No soy amigos de grandes dispendios ni verborrea gestual. Celebro los goles con el corazón contenido en ademanes alejados de parafernalias exquisitas que levanten el vuelo. Soy conservador en aspavientos. Quizá por eso, en caso de ser entrenador, nunca me lanzaría al césped de rodillas ni correría fanfarroneando a lo largo del área técnica. Quizá por eso no me gustan las posturas alborozadas de Mourinho que levantan ampollas allá donde pasa y propaga herbicida sobra la césped que pisa y que parece que no volverá a crecer.

Pero no convivir con el protocolo del luso no le acredita como el malo de la película, ni todos sus gestos deben tomar la categoría de mojón deportivo. El pasado sábado 19 de noviembre, durante el encuentro que enfrentaba al Valencia con el Real Madrid, Mourinho celebró el gol de Cristiano, el 1-3, a lomos de Callejón. Lo hizo en un gesto de explosión entusiasta celebrando un tanto que parecía encarrilar la victoria en un territorio adverso. Sin embargo el saltito ha adquirido el cariz de gesto revelador, y Callejón se convirtió en el caballo del malo.

Mourinho, dicen algunos, cabalgó sobre un tic humillante para el valencianismo. Aspaviento antipático que le pudo salir caro si el árbitro en vez de córner hubiese concedido penalti por mano de Higuaín. No sufrió las consecuencias del posible empate, pero sí las de la crítica de cierto sector de la prensa.

Para salir absuelto de su festejo particular, Mourinho  aclaró que el saltito no insultaba a Mestalla sino que, por el contrario, su afición debía entenderlo como un acto de concordia para con ellos. Vino a decir algo así como que una celebración tan sentida debía alegrar a la parroquia valencianista por no poner las cosas sencillas al todopoderoso. Excusas baratas.
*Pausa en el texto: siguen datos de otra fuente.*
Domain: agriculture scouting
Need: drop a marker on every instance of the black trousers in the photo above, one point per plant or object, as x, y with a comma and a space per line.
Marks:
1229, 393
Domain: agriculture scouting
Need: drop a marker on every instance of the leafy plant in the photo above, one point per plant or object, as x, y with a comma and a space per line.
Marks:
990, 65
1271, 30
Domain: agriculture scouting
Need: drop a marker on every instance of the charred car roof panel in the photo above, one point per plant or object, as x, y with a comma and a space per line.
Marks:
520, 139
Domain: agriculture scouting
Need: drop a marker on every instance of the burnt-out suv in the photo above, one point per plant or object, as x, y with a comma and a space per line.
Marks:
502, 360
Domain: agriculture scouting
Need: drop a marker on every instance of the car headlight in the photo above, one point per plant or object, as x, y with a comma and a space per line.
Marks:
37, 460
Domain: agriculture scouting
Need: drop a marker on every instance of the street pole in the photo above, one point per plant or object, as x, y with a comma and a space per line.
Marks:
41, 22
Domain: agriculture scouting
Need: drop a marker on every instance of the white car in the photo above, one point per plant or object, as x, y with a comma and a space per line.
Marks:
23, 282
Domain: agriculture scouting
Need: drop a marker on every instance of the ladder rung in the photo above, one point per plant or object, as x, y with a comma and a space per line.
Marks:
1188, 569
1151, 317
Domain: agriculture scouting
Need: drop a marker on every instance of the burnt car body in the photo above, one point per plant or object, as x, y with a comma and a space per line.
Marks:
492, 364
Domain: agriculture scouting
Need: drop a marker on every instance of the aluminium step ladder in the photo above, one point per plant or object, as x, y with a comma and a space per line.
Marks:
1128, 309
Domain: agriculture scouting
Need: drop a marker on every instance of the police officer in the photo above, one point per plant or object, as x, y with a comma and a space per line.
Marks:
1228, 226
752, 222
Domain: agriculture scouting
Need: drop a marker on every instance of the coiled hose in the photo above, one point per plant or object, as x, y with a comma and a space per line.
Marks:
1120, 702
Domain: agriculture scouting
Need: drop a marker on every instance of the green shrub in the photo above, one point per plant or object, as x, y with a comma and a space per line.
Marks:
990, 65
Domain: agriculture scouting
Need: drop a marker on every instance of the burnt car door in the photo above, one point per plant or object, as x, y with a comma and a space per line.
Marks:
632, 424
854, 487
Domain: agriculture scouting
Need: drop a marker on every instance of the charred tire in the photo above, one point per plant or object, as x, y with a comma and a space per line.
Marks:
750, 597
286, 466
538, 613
En su presentación como técnico blanco, Mourinho aseguró que no iba a cambiar. Por eso no es de extrañar que trote en la grupa de sus pupilos cuando la victoria está al caer, ni que escupa palabrería asentada en la excusa de la hipocresía de la prensa, ni que se sienta víctima de una conspiración internacional que pretende elevar al Barcelona a las alturas. Sabíamos cómo era, cómo actúa y qué podíamos esperar de él.

El portugués tiene un estilo cimentado en la polémica del verbo fácil. Formas bandidas que se han vuelto contra él y reaccionan a cada uno de sus actos con embestidas. Todo se mira con lupa. Y aunque su ademán de jinete obedezca a la explosión del sentimiento, él mismo se lo ha buscado.  Al fin y al cabo, se subió en el caballo del malo.